Let's say that we are planning to do a Physics related internship during the summer of Freshman year. We can modify the fitness function to optimize for the number of Physics related courses taken during the first two semesters.

In [43]:
def schedule_fitness_2(schedule, verbose=False):
    utility = 0
    
    # we should now check for prereqs
    taken_names = set()
    for semester in schedule.semesters:
        temp_taken = []
        for course in semester.courses:
            if course.name in prereqs:
                for prereq in prereqs[course.name]:
                    if prereq not in taken_names:
                        if verbose:
                            print(f"Prereq not taken: {prereq} for {course.name}")
                        utility -= 1000
            temp_taken.append(course.name)
        taken_names.update(temp_taken)

    # now we should check for duplicates
    taken_names = set()
    for semester in schedule.semesters:
        for course in semester.courses:
            if course.name in taken_names:
                utility -= 1000
            taken_names.add(course.name)

    # lets reward physics classes in the first two semesters
    if "PHYS 1600" in [course.name for course in schedule.semesters[0].courses]:
        utility += 300
    if "PHYS 1601" in [course.name for course in schedule.semesters[1].courses]:
        utility += 300

    return utility

In [45]:
schedule_2 = run(1000, schedule_fitness_2)

Iteration: 0
Best fitness: -3700
MATH 1301 HIST 1101 CS 2201 PHIL 1101 PHYS 1600 
HIST 1102 MATH 1300 CS 2212 MATH 2300 ENGL 1102 
ENGL 1101 CS 3281 RELG 1101 PHIL 1102 PHYS 1601 
CS 3250 CS 3251 CS 1101 CS 3270 RELG 1102 

Best fitness: 600
HIST 1101 PHIL 1101 PHYS 1600 CS 1101 MATH 1300 
HIST 1102 CS 2212 PHYS 1601 ENGL 1101 MATH 1301 
RELG 1101 PHIL 1102 ENGL 1102 MATH 2300 CS 2201 
CS 3251 CS 3270 RELG 1102 CS 3281 CS 3250 



Now we can see that the genetic algorithm has learned a schedule that has 2 Physics related courses in the first two semesters.
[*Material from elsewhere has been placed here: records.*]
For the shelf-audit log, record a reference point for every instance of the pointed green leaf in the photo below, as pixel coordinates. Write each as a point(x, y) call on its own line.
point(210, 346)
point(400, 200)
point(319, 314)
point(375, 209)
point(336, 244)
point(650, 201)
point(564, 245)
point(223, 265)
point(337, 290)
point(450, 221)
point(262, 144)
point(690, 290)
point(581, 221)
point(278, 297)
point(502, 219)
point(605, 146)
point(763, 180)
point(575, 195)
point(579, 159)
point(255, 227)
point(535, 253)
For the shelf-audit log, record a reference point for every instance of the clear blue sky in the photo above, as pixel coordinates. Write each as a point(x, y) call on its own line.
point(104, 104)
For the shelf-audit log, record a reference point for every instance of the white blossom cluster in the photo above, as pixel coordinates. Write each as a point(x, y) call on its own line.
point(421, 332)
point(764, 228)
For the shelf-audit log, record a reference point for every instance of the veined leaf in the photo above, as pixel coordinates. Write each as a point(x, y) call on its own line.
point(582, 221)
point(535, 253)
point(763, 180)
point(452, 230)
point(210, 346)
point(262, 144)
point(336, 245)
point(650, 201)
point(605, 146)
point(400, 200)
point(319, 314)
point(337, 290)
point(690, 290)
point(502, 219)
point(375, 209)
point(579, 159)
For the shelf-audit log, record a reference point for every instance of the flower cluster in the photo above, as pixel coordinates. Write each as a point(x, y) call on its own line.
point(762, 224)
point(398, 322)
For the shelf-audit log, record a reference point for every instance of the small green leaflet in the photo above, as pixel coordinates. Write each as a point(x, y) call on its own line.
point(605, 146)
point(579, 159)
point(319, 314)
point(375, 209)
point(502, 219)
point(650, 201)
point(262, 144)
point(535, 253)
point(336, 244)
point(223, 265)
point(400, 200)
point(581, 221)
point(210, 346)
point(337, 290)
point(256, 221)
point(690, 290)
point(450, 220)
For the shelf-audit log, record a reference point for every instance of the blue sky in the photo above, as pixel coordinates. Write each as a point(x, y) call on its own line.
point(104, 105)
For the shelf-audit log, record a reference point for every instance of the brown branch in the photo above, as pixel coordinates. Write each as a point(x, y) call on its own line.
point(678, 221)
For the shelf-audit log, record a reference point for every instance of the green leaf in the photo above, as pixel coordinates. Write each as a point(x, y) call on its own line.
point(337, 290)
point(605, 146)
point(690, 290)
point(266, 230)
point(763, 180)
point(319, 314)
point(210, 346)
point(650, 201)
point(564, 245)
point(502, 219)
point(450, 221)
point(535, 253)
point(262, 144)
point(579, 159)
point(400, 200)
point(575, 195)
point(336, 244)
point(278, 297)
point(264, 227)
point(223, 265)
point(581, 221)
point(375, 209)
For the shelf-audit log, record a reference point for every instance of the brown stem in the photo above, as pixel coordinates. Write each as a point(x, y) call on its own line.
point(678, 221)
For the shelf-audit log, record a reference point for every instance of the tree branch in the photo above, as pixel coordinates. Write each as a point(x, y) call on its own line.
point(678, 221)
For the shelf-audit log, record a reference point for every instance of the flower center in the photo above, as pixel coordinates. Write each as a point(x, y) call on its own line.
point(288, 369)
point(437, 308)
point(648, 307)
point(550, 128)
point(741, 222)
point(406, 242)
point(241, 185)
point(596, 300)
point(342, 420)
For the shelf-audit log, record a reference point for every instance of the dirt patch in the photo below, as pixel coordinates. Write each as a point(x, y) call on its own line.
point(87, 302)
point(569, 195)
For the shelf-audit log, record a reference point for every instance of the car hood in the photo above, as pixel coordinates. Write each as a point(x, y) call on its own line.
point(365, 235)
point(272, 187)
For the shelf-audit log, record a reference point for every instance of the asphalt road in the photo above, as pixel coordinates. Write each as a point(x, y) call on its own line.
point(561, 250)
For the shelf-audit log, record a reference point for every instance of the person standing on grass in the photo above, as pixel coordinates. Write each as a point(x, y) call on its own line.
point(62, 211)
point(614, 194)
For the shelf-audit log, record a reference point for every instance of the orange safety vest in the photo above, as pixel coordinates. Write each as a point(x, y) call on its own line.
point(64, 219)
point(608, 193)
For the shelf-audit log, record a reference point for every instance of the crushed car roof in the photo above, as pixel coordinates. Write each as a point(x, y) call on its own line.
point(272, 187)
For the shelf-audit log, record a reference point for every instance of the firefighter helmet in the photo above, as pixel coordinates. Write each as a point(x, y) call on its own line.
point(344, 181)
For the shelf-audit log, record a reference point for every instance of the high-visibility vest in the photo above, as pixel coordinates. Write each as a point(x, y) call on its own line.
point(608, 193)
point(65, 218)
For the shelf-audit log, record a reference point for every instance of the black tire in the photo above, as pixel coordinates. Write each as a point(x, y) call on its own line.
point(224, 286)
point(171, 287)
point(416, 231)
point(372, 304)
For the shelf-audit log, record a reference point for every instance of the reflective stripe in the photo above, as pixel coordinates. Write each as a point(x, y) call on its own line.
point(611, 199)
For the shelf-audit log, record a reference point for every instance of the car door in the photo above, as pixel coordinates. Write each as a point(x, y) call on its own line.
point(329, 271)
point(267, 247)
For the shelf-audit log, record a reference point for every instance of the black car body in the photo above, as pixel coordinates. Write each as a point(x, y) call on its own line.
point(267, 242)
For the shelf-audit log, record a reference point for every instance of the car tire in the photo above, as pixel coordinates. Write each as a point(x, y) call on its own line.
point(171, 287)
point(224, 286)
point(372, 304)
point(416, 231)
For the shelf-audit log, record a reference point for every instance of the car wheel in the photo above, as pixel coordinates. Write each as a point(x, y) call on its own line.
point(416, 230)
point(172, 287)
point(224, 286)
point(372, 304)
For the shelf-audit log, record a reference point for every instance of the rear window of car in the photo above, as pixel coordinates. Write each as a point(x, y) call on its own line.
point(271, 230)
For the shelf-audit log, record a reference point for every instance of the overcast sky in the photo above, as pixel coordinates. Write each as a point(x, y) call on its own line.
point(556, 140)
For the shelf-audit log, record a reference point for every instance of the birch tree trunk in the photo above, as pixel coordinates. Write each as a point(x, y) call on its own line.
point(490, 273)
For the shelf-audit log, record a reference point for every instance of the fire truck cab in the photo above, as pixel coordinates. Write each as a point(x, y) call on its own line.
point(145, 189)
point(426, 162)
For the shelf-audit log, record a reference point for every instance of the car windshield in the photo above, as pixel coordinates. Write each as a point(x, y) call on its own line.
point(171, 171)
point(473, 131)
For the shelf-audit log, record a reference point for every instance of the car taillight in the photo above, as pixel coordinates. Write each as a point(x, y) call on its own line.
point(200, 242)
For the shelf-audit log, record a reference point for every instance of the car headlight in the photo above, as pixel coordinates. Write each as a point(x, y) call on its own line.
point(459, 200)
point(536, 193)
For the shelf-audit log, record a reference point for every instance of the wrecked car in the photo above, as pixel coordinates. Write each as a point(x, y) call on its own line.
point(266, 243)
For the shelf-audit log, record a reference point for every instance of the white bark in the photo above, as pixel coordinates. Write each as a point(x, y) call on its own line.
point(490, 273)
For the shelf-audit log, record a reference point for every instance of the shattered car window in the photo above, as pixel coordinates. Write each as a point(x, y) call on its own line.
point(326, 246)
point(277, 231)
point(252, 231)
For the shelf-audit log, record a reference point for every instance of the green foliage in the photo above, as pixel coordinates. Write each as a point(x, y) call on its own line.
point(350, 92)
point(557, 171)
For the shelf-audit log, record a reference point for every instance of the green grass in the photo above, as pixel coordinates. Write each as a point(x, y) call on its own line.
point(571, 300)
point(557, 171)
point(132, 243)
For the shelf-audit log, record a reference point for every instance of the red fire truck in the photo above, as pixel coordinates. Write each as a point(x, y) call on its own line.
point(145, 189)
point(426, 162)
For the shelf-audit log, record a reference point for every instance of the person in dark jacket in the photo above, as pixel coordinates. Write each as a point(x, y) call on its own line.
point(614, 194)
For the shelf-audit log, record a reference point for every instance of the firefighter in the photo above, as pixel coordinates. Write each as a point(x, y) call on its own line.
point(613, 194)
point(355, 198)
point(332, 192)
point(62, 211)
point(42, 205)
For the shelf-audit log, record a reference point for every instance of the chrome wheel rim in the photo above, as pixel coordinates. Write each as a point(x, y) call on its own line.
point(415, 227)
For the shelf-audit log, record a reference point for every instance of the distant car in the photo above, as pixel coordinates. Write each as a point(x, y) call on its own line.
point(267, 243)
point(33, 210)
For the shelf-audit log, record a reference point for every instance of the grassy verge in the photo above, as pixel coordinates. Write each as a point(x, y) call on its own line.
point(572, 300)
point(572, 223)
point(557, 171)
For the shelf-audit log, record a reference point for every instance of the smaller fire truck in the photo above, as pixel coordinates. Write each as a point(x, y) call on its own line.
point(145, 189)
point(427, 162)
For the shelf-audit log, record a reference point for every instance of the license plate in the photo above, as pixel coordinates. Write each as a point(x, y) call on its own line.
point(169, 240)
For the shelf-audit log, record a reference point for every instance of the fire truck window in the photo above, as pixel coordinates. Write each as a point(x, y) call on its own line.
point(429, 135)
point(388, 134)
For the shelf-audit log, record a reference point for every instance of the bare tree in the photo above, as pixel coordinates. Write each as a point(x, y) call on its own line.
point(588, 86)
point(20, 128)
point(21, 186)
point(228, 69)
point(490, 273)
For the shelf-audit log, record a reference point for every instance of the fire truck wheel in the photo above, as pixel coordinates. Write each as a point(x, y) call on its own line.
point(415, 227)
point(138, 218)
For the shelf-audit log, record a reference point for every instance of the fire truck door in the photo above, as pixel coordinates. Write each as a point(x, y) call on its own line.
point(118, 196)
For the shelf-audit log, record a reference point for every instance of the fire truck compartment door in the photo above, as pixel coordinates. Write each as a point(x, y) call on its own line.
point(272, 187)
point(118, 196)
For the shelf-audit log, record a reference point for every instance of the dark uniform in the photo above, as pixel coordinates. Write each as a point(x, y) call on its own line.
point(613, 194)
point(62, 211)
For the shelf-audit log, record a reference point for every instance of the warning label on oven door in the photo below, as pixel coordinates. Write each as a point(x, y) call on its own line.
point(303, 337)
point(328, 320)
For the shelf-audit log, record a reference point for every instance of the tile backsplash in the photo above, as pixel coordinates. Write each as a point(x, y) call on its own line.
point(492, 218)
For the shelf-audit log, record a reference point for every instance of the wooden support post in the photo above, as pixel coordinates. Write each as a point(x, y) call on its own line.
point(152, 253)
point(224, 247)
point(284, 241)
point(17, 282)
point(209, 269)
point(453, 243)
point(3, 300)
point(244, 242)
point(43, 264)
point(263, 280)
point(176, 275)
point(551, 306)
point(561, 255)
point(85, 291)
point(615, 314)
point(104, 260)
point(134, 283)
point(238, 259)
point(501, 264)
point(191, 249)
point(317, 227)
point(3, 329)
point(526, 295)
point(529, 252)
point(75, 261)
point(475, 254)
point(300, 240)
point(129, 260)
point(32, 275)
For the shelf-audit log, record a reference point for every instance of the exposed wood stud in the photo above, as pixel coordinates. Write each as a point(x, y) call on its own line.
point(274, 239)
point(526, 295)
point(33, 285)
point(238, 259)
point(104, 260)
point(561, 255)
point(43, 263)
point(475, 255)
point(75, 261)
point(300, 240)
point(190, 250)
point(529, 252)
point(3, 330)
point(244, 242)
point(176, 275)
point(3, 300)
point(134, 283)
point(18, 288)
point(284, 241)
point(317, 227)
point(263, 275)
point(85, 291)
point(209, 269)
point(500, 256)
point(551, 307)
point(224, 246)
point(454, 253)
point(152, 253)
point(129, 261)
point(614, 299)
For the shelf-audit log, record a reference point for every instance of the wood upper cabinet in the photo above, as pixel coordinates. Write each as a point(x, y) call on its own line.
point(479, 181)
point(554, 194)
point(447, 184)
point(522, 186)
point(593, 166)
This is a very simple example, but it shows how we can modify the utility function to optimize for different things. In many cases, our schedule may not be able to accomplish all utility points but we can still optimize for the most important ones even if we ourselves don't know what an ideal schedule looks like.

Hopefully now we can appreciate the power of genetic algorithms and how they can be applied to a wide variety of problems including those within our own lives that we do not know the optimal solution to.